In these areas, spores and sediments were washed away. The fossil discoveries that have come down to us are based on the geography of antiquity.

In 2020, Geoscience Australia, in partnership with the Western Australian Geological Survey, drilled a hole in the southern part of the Canning Basin to understand the geology of the deep rock.

See also  Harry's trip to Great Britain - Meghan 'never wants to set foot there again'.

After acid extraction of rock samples from a geological formation called the Nambet Formation, which dates back to the early Ordovician period (485 million to 470 million years ago), we identified spores from terrestrial plants with typical regular arrangements of two or four cells.

As part of this work, we examined preparations of plant spores that were actually superimposed on microscopic slides from the original section of the nambit formation excavated in 1958.

Here we found the first evidence of plant spores on Earth associated with the spores of their algal ancestors. Our discovery would not have been possible without access to this prior material provided by the Western Australian Government.

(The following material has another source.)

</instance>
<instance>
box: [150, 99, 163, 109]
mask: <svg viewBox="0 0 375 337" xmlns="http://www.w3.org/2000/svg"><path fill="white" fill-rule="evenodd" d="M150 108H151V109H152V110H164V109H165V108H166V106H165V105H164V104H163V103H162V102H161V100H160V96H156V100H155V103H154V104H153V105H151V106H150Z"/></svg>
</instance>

Further studies are needed to locate additional algal spores and terrestrial plants in Australian sediments from the Late Cambrian and Ordovician.

The new data could also reveal where the land plants originated from: were they present on this continent as others have suggested?

The present work has highlighted the importance of access to previous data and materials and acknowledged the critical role of scientific sampling infrastructure and geological data by the Western Australian Government.

Clinton FosterProfessor Emeritus Australian National University.

This article has been republished by conversation Under Creative Commons License. read this original article.